Graph Analysis - I

Imports

The new import we are doing in this class is networkx:

http://networkx.github.io/documentation/latest/tutorial/



In [ ]:

    
import time

import numpy as np
import matplotlib.pyplot as plt
import pandas as pd

import scipy as sp
import scipy.sparse.linalg as linalg
import scipy.cluster.hierarchy as hr
from scipy.spatial.distance import pdist, squareform

import sklearn.datasets as datasets
import sklearn.metrics as metrics
import sklearn.utils as utils
import sklearn.linear_model as linear_model
import sklearn.svm as svm
import sklearn.cross_validation as cross_validation
import sklearn.cluster as cluster
from sklearn.ensemble import AdaBoostClassifier
from sklearn.neighbors import KNeighborsClassifier
from sklearn.decomposition import TruncatedSVD
from sklearn.preprocessing import StandardScaler

import statsmodels.api as sm

from patsy import dmatrices

import networkx as nx

import seaborn as sns
%matplotlib inline

Basic graph concepts in NetworkX

Undirected Graphs



In [ ]:

    
g = nx.Graph()

Adding to the graph one node at a time



In [ ]:

    
g.add_node(1)

Adding multiple nodes at a time



In [ ]:

    
g.add_nodes_from([2,3])

Nodes are objects themselves



In [ ]:

    
g.add_node('ET')



In [ ]:

    
print g.nodes()

Nodes can also be removed



In [ ]:

    
g.remove_node(1)



In [ ]:

    
print g.nodes()

Adding edges to the graph



In [ ]:

    
g.add_edge(1,2)
g.add_edge(3,'ET')
g.add_edges_from([(2,3), (1,3)])



In [ ]:

    
print g.edges()



In [ ]:

    
print g.nodes()

Removing edges



In [ ]:

    
g.remove_edge(1,2)



In [ ]:

    
print g.edges()



In [ ]:

    
print g.nodes()

Neighbors, degrees etc.



In [ ]:

    
g.neighbors(1)



In [ ]:

    
g.degree(1)

Any NetworkX graph behaves like a Python dictionary with nodes as primary keys



In [ ]:

    
g.add_node(1, time='5pm')



In [ ]:

    
g.node[1]['time']



In [ ]:

    
g.node[1] # Python dictionary

The special edge attribute "weight" should always be numeric and holds values used by algorithms requiring weighted edges.



In [ ]:

    
g.add_edge(1, 2, weight=4.0 )



In [ ]:

    
g[1][2]['weight'] = 5.0 # edge already added



In [ ]:

    
g[1][2]

Node and edge iterators



In [ ]:

    
for node in g:
    print 'nodeid: ', node, '\t degree:', g.degree(node)



In [ ]:

    
print g.edges(data=True)

Directed graphs: http://networkx.lanl.gov/reference/classes.digraph.html

Add the nodes from any container (a list, dict, set or even the lines from a file or the nodes from another graph).



In [ ]:

    
G = nx.DiGraph()
G.add_node(1)
G.add_nodes_from([2,3])
G.add_nodes_from(range(100,110))
H=nx.Graph()
H.add_path([0,1,2,3,4,5,6,7,8,9])
G.add_nodes_from(H)



In [ ]:

    
print G.nodes()

G can also grow by adding edges



In [ ]:

    
G.add_edge(1, 2)
G.add_edges_from([(1,2),(1,3)])
G.add_edges_from(H.edges())



In [ ]:

    
print G.edges()

Attributes:

Each graph, node, and edge can hold key/value attribute pairs in an associated attribute dictionary (the keys must be hashable).
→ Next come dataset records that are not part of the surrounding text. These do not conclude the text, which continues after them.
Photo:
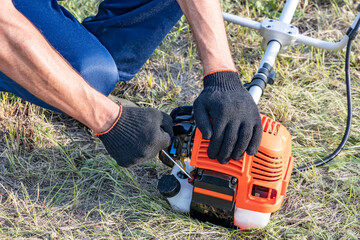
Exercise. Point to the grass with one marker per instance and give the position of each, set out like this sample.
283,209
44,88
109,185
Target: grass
57,182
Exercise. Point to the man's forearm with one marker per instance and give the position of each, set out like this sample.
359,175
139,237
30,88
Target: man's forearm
28,59
207,25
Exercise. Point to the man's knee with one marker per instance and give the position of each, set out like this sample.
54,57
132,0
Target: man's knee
100,71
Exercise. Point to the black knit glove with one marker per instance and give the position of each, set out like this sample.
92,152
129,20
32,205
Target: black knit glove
138,135
236,124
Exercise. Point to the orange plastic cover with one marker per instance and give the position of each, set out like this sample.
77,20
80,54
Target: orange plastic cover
263,178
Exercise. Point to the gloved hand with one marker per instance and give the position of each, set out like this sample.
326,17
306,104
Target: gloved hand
236,124
137,135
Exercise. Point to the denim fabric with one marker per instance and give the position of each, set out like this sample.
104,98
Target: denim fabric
109,47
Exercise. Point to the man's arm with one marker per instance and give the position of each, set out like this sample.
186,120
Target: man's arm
130,134
28,59
236,124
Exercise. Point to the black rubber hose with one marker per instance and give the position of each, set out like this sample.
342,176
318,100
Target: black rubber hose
327,159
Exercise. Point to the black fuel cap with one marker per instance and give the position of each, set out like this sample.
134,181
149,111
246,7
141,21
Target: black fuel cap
168,185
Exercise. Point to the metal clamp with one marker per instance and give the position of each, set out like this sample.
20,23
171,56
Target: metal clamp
274,30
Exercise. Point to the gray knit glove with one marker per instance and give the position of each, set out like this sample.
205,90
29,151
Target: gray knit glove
139,134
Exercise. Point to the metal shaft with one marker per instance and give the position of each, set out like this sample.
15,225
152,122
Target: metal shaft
183,170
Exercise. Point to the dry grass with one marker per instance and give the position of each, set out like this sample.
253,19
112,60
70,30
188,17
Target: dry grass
56,181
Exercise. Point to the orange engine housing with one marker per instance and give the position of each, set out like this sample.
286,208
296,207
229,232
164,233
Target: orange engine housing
263,178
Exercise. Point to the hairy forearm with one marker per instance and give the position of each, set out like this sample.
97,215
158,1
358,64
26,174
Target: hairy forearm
207,25
28,59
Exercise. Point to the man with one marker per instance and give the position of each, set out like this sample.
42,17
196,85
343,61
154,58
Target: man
47,57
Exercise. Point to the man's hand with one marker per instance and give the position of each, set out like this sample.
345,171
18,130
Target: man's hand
137,135
236,124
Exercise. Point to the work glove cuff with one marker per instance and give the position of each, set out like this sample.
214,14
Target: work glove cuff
222,81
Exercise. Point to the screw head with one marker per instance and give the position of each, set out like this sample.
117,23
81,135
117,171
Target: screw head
234,181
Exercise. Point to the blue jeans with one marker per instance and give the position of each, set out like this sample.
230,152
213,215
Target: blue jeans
109,47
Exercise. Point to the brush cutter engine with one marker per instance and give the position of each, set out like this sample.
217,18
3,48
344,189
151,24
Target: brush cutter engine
241,193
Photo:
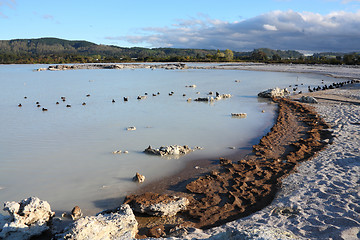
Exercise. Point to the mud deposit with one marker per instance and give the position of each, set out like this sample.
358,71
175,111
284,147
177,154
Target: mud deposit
238,189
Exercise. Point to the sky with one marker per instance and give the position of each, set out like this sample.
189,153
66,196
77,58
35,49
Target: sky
239,25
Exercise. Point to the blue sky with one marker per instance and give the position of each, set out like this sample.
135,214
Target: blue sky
308,25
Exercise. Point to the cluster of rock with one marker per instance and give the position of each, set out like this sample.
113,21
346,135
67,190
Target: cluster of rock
274,92
308,99
28,218
169,66
157,205
139,178
114,225
239,115
212,99
169,150
31,217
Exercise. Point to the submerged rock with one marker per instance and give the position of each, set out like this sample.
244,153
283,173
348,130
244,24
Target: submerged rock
119,225
169,150
239,115
308,99
139,178
274,92
28,218
157,205
76,213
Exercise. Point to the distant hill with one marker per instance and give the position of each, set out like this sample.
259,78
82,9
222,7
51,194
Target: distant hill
55,50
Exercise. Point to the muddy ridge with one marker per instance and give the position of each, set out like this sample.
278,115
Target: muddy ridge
237,189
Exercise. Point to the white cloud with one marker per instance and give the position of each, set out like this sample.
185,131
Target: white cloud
337,31
270,27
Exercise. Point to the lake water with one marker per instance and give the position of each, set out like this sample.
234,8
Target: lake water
64,155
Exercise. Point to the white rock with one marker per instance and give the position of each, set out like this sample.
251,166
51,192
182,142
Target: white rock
308,99
119,225
274,92
239,115
169,150
139,178
28,218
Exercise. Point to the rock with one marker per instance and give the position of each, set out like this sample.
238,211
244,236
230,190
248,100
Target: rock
118,225
76,213
156,204
274,92
139,178
169,150
141,97
239,115
222,96
27,218
157,231
308,99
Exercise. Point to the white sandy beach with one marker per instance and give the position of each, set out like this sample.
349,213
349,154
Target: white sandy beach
321,200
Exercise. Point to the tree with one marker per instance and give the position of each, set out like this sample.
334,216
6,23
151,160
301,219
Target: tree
258,55
229,55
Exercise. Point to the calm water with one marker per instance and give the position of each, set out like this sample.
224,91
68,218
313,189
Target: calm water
64,155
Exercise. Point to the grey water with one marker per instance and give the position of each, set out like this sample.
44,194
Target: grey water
64,155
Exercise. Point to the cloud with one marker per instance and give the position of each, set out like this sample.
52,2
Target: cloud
7,3
337,31
48,17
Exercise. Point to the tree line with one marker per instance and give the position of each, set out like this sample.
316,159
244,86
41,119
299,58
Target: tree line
54,50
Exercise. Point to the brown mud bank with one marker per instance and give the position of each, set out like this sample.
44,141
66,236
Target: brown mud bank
235,189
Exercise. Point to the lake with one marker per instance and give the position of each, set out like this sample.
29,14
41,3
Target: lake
64,155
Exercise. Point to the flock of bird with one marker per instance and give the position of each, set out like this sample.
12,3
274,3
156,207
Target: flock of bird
140,97
125,99
331,86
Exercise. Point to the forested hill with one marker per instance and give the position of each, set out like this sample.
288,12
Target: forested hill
54,50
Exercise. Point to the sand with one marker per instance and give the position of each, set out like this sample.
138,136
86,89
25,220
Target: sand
322,199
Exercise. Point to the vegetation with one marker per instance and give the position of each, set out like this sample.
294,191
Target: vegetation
54,50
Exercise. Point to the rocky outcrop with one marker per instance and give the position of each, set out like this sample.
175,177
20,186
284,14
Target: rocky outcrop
139,178
76,213
308,99
28,218
119,225
274,92
239,115
168,66
156,204
212,99
169,150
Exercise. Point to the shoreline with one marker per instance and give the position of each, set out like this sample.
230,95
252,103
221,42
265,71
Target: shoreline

By default these are empty, but can be added or changed using add_edge, add_node or direct manipulation of the attribute dictionaries named graph, node and edge respectively.



In [ ]:

    
G = nx.DiGraph(day="Friday")
print G.graph

Add node attributes using add_node(), add_nodes_from() or G.node



In [ ]:

    
G.add_node(1, time='5pm')
G.add_nodes_from([3], time='2pm')
print G.node[1]
G.node[1]['room'] = 714
del G.node[1]['room'] # remove attribute
print G.nodes(data=True)

Add edge attributes using add_edge(), add_edges_from(), subscript notation, or G.edge.



In [ ]:

    
G.add_edge(1, 2, weight=4.7 )
G.add_edges_from([(3,4),(4,5)], color='red')
G.add_edges_from([(1,2,{'color':'blue'}), (2,3,{'weight':8})])
G[1][2]['weight'] = 4.7
G.edge[1][2]['weight'] = 4

print G.edges(data=True)

Many common graph features allow python syntax to speed reporting.



In [ ]:

    
1 in G     # check if node in graph



In [ ]:

    
[n for n in G if n<3]   # iterate through nodes



In [ ]:

    
len(G)  # number of nodes in graph



In [ ]:

    
print G[1] # adjacency dict keyed by neighbor to edge attributes
...            # Note: you should not change this dict manually!

Iterating over the edges of a graph



In [ ]:

    
for n,nbrsdict in G.adjacency_iter():
    for nbr,eattr in nbrsdict.items():
        if 'weight' in eattr:
            print (n,nbr,eattr['weight'])



In [ ]:

    
[ (u,v,edata['weight']) for u,v,edata in G.edges(data=True) if 'weight' in edata ]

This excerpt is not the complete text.